Тоннель должны были взорвать с помощью хитрой мины, которую разработал полковник-артиллерист Танака Хиротаро, проходящий в это время стажировку в Германии на заводах Круппа. Получив задачу и схему охраны тоннелей, он предложил следующее.

Два пуда динамита размещались в деревянном ящике, замаскированном под кусок сломанной шпалы. К этому «куску дерева» крепилась хитрая петля с катушкой крепкой бечёвки, которая заканчивалась терочным запалом. Локомотив, тянущий эшелон с боеприпасами, зацеплял петлю, бечевка разматывалась, срабатывал запал, горение длилось столько, чтобы взрыв произошел в середине состава. А дальше – подрыв эшелона, и тоннель выходит из строя очень надолго.

Оставалось только каким-то образом разместить заряд в середине тоннеля.
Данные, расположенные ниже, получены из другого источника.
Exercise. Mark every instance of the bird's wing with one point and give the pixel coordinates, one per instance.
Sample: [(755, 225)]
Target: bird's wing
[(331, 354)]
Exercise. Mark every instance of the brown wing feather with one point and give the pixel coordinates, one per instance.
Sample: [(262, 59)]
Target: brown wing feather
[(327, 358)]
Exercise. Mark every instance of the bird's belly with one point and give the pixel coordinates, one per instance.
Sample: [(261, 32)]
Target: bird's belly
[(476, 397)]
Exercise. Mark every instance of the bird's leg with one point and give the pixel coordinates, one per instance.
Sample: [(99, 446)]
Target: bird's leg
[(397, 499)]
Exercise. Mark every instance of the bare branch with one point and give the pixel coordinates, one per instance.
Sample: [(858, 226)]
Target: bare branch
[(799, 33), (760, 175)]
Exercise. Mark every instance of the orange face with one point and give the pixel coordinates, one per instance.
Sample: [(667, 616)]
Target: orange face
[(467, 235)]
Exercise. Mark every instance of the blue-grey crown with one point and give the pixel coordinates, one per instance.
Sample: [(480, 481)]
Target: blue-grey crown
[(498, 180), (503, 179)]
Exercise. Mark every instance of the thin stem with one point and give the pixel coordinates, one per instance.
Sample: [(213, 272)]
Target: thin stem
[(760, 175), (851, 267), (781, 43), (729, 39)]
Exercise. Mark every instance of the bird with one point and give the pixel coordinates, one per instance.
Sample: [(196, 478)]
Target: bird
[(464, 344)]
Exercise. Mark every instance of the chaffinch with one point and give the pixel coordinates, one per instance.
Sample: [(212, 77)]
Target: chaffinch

И в этом помогли поляки.

Нашёлся на Кругобайкальской железной дороге сын ссыльного за восстание 1863–1864 годов, который проживал в посёлке Култук и входил в состав работников, обслуживающих Второй Каторжанский двухпутный тоннель длиной 538 метров. И этот молодой человек, воспитанный в ненависти к русскому самодержавию, готов был оказать помощь в установке мины. О том, когда пойдёт эшелон с боеприпасами, ему должны были сообщить другие участники этой операции.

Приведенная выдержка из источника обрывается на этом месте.